釈放されたハリーは天井裏から金を出そうとするが、蓋は管理人が固定したまま。そこで銃を使って開けようとしたところ、銃が磁石にくっつき、はずみで発砲。その反動で後に倒れて頭を撃って死亡したのだった。
キャサリン、ニック担当。「パークパインズ・モーテル」で、女子高生のブリー・リンデールがレイプ被害を訴える。ブリーは管理人の娘ヘイリー・ジョーンズの親友で、このモーテルには出入り自由だった。
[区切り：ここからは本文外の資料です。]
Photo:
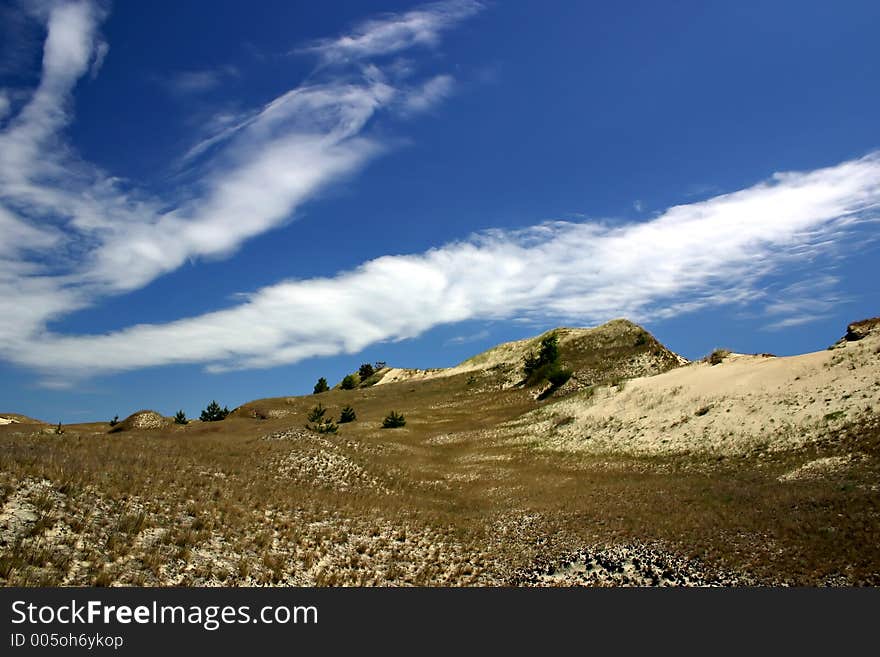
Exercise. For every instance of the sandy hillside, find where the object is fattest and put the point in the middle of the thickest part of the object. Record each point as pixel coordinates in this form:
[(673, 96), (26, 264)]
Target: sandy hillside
[(615, 350), (640, 470), (744, 404)]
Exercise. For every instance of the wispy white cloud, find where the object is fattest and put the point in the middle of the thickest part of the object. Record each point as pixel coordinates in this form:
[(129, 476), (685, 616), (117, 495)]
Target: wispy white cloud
[(186, 83), (428, 95), (261, 165), (255, 170), (101, 50), (803, 302), (395, 32), (704, 253), (465, 339)]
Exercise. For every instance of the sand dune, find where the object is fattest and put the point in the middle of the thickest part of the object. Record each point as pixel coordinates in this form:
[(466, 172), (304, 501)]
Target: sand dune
[(743, 404)]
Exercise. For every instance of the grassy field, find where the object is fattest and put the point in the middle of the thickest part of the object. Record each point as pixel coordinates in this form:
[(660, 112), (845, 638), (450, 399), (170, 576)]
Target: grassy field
[(456, 497)]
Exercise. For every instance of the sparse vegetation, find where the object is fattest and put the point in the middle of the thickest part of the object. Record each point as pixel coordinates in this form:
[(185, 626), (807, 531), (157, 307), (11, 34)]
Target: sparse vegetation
[(317, 413), (213, 412), (717, 356), (485, 487), (347, 415), (393, 420)]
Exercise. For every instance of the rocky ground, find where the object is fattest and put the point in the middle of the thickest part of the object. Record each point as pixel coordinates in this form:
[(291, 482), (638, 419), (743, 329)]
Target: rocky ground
[(755, 470)]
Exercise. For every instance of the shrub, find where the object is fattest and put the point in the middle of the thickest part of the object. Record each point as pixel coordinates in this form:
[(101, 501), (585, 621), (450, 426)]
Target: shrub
[(318, 422), (317, 413), (350, 382), (717, 356), (558, 376), (393, 420), (213, 413), (328, 426), (537, 365)]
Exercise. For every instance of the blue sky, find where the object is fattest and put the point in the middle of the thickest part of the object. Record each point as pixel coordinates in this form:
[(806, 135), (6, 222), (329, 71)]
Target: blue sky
[(225, 200)]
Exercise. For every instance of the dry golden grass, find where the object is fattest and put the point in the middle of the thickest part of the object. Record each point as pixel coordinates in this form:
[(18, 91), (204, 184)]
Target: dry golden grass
[(449, 499)]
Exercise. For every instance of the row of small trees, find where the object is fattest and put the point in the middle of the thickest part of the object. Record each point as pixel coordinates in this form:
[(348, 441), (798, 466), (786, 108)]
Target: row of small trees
[(318, 420), (351, 381), (212, 413)]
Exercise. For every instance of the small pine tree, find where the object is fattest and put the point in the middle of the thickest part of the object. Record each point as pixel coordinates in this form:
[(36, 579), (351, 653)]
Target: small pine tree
[(329, 426), (347, 415), (213, 413), (537, 365), (317, 413), (393, 420), (318, 422)]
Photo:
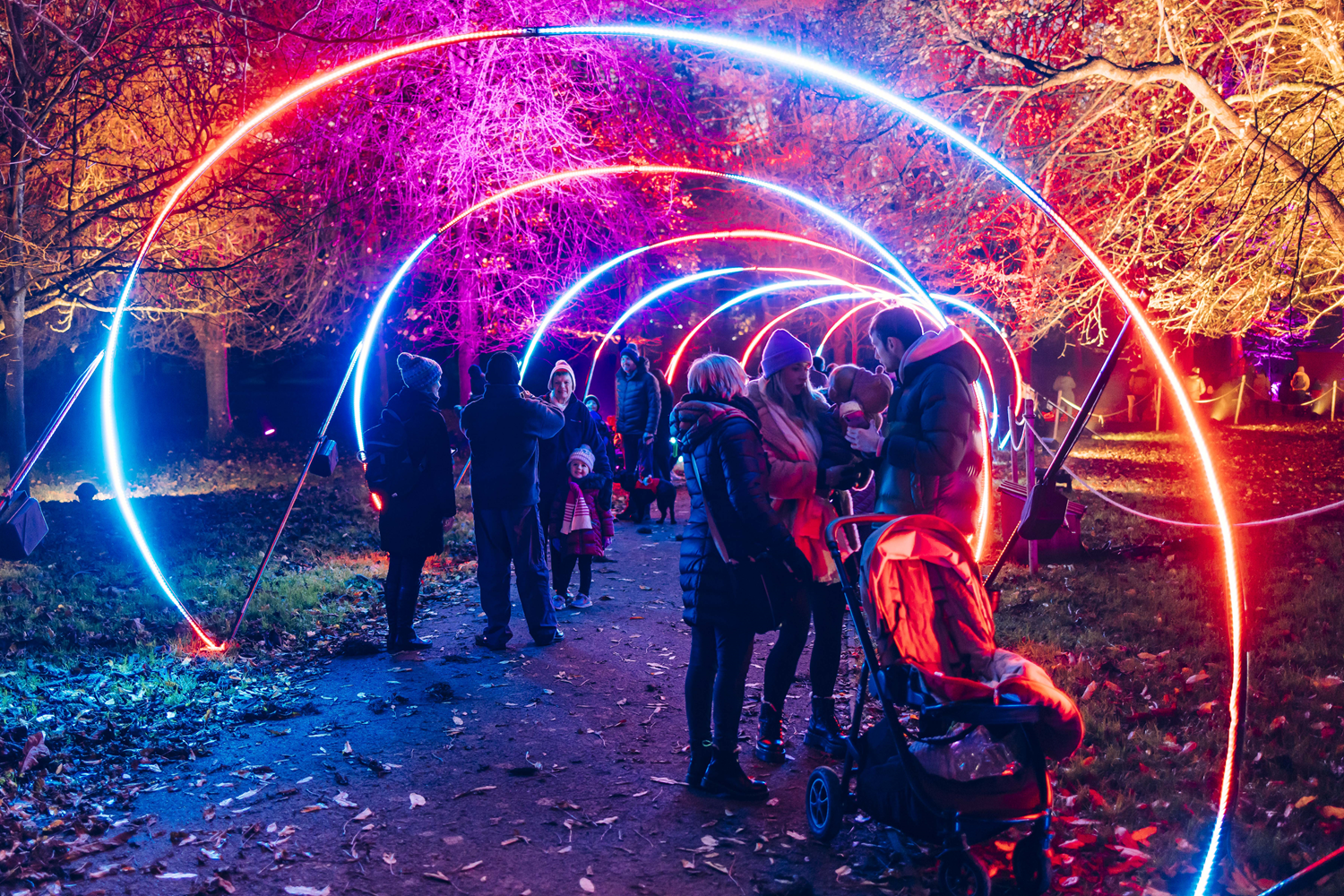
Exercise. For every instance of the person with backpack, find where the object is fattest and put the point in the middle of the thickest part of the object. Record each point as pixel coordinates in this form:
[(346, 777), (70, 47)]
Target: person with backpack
[(410, 474), (504, 427)]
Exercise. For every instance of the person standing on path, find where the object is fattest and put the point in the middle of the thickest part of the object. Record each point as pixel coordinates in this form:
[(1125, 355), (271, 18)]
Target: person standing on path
[(553, 470), (720, 441), (809, 462), (411, 520), (580, 530), (929, 454), (637, 408), (504, 427)]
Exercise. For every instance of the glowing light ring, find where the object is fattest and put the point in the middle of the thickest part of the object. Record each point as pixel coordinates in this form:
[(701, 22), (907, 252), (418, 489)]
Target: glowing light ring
[(112, 445), (784, 316), (738, 300)]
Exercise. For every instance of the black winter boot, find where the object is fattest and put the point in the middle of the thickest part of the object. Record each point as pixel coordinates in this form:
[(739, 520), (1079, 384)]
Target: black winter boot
[(406, 638), (771, 734), (701, 755), (824, 731), (725, 778)]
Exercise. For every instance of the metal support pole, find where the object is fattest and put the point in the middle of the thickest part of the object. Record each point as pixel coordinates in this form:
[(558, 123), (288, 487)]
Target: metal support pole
[(1032, 549), (293, 497), (1075, 432), (66, 403)]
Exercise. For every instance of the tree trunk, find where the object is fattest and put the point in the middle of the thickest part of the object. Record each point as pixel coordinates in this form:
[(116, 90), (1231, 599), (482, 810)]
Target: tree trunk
[(212, 338), (13, 304)]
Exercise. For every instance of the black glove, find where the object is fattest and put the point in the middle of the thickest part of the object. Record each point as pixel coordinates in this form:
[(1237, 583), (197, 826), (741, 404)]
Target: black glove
[(793, 559)]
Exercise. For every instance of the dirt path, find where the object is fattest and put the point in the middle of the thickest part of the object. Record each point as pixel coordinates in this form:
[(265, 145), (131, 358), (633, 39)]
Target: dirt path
[(546, 770)]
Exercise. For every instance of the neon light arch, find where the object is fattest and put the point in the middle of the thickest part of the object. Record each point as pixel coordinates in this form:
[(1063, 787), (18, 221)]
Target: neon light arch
[(112, 440)]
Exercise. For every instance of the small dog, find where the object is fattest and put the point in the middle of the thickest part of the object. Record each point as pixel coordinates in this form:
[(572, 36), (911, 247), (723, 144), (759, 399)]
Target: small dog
[(647, 490)]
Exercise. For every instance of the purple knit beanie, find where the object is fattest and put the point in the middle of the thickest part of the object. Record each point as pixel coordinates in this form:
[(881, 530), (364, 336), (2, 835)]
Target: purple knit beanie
[(782, 349)]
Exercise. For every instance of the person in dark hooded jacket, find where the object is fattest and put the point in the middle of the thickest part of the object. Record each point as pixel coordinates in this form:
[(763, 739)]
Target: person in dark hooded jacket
[(637, 406), (411, 524), (720, 443), (930, 455), (504, 427)]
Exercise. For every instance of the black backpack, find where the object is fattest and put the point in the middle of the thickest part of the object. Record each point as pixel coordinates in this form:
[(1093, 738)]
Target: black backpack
[(390, 470)]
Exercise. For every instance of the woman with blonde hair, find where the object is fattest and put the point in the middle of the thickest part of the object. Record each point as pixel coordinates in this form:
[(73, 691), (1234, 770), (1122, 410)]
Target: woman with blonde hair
[(731, 522), (811, 461)]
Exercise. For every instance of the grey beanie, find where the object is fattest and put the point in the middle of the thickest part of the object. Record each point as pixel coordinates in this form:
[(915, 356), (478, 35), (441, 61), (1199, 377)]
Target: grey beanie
[(421, 374)]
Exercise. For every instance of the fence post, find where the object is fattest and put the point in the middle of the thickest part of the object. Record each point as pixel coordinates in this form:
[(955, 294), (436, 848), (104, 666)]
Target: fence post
[(1032, 555)]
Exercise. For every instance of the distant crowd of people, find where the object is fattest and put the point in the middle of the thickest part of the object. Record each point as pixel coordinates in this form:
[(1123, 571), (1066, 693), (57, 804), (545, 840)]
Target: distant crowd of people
[(769, 463)]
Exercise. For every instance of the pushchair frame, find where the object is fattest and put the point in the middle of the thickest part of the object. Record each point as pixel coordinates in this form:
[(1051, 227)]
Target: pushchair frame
[(828, 794)]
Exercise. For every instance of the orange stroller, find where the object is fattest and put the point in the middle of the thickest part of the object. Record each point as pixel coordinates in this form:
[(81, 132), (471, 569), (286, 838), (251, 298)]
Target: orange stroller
[(961, 754)]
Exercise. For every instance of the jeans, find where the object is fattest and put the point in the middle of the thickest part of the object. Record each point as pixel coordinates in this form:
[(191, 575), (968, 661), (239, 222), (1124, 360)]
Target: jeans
[(564, 568), (513, 536), (825, 610), (715, 683)]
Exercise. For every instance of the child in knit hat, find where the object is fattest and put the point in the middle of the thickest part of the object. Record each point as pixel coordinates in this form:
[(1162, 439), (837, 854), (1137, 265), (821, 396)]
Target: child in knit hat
[(581, 530)]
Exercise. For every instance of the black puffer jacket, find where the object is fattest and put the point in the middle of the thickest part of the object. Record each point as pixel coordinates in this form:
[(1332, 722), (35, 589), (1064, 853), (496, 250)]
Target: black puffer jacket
[(637, 400), (413, 524), (933, 455), (725, 444)]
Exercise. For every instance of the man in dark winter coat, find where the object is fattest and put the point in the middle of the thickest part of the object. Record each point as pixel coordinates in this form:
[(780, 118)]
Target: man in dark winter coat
[(504, 427), (410, 522), (580, 427), (930, 454), (637, 406)]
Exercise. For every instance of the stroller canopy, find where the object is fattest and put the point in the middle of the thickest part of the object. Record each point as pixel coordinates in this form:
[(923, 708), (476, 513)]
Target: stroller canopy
[(926, 607)]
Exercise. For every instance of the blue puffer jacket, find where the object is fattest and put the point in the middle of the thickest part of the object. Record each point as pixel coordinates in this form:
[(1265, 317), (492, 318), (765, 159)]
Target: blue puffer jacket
[(933, 454)]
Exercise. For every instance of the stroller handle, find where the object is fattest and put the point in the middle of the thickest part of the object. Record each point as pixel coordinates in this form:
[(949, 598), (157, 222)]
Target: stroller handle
[(859, 519)]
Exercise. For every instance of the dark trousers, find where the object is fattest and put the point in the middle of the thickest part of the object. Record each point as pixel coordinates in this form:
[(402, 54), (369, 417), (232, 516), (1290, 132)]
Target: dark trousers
[(825, 610), (633, 446), (401, 591), (505, 538), (715, 683), (562, 568)]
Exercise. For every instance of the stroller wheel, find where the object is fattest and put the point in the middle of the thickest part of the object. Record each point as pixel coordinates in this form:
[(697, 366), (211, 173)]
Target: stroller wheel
[(1031, 868), (960, 874), (825, 804)]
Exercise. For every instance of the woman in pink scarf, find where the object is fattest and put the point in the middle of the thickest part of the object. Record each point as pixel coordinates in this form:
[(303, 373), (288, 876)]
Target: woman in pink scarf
[(809, 463)]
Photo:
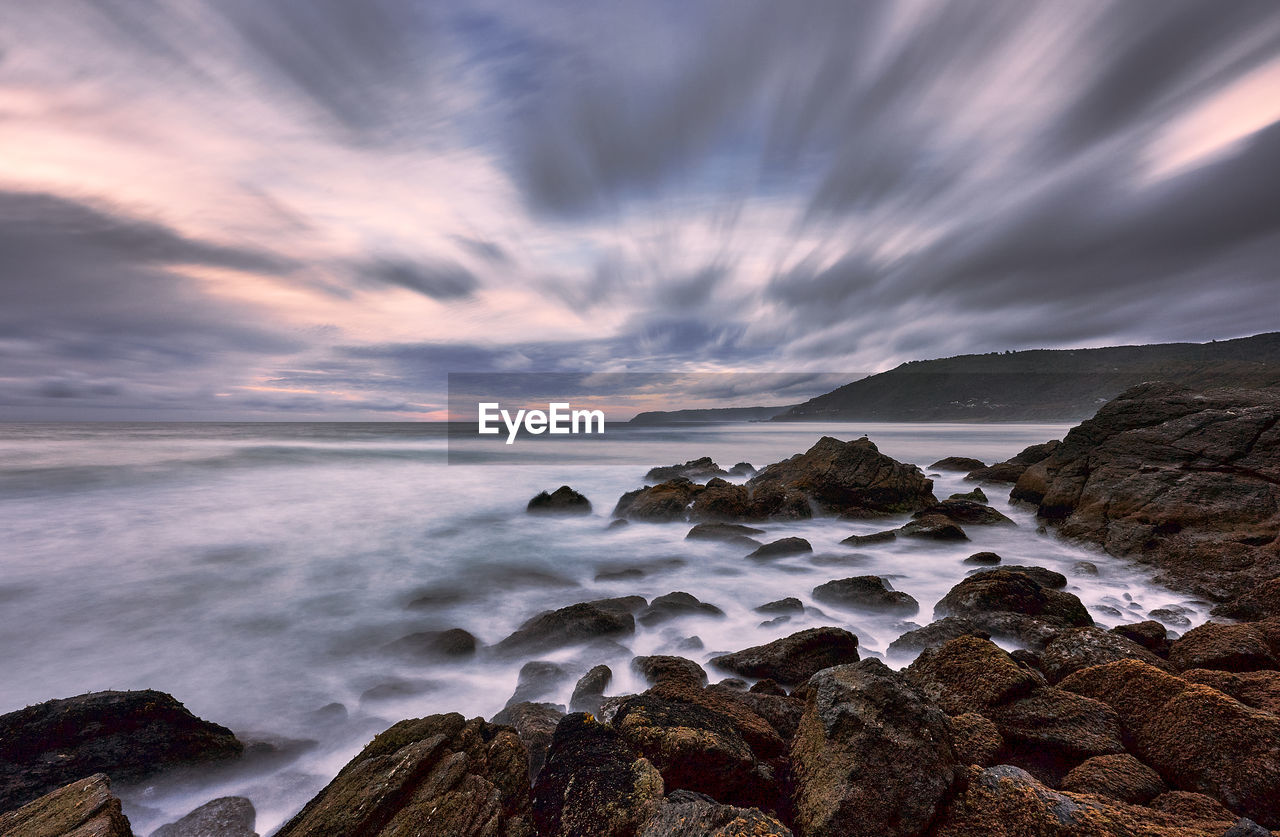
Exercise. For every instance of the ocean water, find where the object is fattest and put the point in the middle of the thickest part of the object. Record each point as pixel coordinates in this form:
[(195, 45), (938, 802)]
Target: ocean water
[(259, 571)]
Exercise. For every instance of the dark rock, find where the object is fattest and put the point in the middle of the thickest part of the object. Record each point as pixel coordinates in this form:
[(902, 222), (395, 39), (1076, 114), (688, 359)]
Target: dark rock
[(534, 723), (932, 527), (969, 675), (593, 783), (589, 691), (732, 533), (673, 605), (659, 668), (782, 605), (1010, 470), (440, 774), (1151, 635), (781, 548), (795, 658), (956, 463), (865, 593), (1230, 648), (132, 735), (1196, 737), (1082, 648), (568, 626), (872, 755), (538, 678), (874, 538), (562, 501), (689, 814), (695, 470), (1119, 776), (976, 739), (935, 635), (224, 817), (81, 809), (435, 645), (850, 478)]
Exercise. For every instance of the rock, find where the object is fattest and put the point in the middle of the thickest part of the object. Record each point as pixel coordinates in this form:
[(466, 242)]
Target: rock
[(935, 635), (956, 463), (782, 605), (589, 691), (695, 470), (688, 814), (1151, 635), (673, 605), (1082, 648), (968, 512), (562, 501), (224, 817), (1051, 731), (131, 735), (969, 675), (731, 533), (568, 626), (976, 739), (1006, 801), (872, 755), (435, 645), (932, 527), (534, 723), (781, 548), (1230, 648), (874, 538), (1188, 481), (1119, 776), (1260, 690), (850, 479), (795, 658), (593, 783), (440, 774), (1010, 470), (659, 668), (1196, 737), (865, 593), (81, 809)]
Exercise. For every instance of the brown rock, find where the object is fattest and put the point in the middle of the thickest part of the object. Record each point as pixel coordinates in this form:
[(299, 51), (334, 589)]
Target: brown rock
[(440, 774)]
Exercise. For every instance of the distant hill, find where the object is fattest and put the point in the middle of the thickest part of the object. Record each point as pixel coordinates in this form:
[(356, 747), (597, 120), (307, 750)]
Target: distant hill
[(1040, 384), (716, 414)]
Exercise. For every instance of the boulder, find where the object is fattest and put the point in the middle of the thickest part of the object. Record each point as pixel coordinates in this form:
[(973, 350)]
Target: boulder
[(562, 501), (1118, 776), (593, 783), (781, 548), (1082, 648), (1188, 481), (440, 774), (82, 809), (575, 623), (872, 755), (224, 817), (865, 593), (131, 735), (795, 658), (589, 690), (851, 479)]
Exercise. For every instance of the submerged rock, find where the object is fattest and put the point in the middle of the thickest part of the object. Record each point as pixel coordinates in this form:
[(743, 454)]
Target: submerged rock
[(131, 735), (440, 774)]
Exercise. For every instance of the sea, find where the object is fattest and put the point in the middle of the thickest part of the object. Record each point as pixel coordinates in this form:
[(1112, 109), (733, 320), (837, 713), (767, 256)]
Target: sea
[(261, 572)]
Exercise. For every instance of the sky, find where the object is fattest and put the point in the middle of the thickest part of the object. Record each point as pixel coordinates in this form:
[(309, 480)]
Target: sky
[(319, 209)]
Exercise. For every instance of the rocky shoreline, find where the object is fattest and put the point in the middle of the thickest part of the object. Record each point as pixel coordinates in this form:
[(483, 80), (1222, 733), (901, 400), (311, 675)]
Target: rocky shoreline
[(1079, 731)]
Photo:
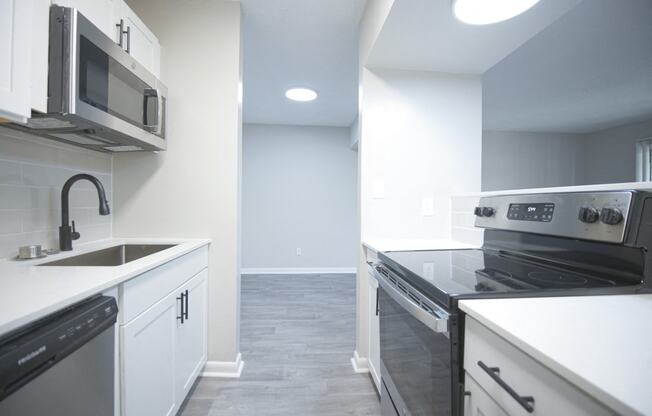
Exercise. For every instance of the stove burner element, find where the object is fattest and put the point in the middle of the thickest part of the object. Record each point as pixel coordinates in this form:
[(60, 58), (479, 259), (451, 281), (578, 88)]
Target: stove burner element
[(557, 278)]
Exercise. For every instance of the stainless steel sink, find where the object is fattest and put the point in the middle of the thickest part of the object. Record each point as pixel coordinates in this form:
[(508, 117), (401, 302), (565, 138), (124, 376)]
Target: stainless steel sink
[(112, 256)]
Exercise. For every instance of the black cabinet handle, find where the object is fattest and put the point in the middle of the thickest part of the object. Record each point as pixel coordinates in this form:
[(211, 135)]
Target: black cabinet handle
[(377, 304), (526, 402), (187, 303), (182, 317), (128, 32), (121, 33)]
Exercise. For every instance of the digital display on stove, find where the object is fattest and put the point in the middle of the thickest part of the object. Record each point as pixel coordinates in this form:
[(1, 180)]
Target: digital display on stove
[(531, 212)]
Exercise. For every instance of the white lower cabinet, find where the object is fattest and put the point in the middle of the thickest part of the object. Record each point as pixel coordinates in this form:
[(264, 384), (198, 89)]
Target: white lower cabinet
[(191, 335), (374, 330), (148, 373), (477, 402), (163, 347), (497, 369)]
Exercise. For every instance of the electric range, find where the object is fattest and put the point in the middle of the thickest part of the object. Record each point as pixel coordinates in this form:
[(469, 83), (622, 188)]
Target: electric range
[(563, 244)]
その日はブリーの16歳の誕生日だったため、焚き火を囲んでパーティをしていた。途中で意識を失い、気がついたらモーテルの部屋にいて、ヘイリーの父マーク・ジョーンズがいたという。ブリーは「ヘイリーとは親友だったけど、髪型を真似られてムカついたので絶交した。ヘイリーの母親は自分をジロジロ見て気持ち悪い」と言う。
ブリーの血液からはデートレイプドラッグが検出されるが、性的暴行の形跡は見られなかった。また、ジョーンズ家の車にはパーティのあった場所の泥が付着していたが、それは母親のニコールがこっそり行って写真を撮ったせいだった。ニコールは当初「ああいうパーティが危険なことをヘイリーにわからせたくて」と主張したが、実はブリーの写真をこっそり撮っていたのだ。ニコールには以前、メリッサという娘がおり、赤ん坊の時に死亡していた。ブリーはメリッサによく似ていたので「メリッサが生きていたらあんな風だったろう」と思っていたのだった。
ブリーに薬をのませたのはボーイフレンドのうちのひとりだったとわかるが、結局何もしないうちに薬が切れてブリーが目を覚ましたので未遂だったという。ブリーはその後、自分で歩いてモーテルへ行き、ヘイリーに「もう友達じゃない」とわからせるために狂言を仕組んだのだった。
ニック、ライリー担当。「パークパインズ・モーテル」で再び、宿泊客が死亡。今回は刑務所を出たばかりの薬物依存症の女性、ターニャ・キャロウ32歳。当日、女性が来て言い争っていたことがわかるが、結局相手は不明で、メタンフェタミンの過剰摂取による死亡ということしかわからなかった。
ターニャの父親は「娘とはここ数年、ろくに口もきいていなかった」と後悔し、モーテルの前に16歳当時のターニャの写真を置き、ロウソクと花束を供えて去って行った。
ニック、ラングストン、ブラス警部担当。現場に到着したニックは、胸を一突きされて死んでいるヘイリー・ジョーンズの遺体を見る。ヘイリーは、モーテルで死んだターニャの父親が置いていった写真を持ち、その写真の彼女と同じ髪型にしていた。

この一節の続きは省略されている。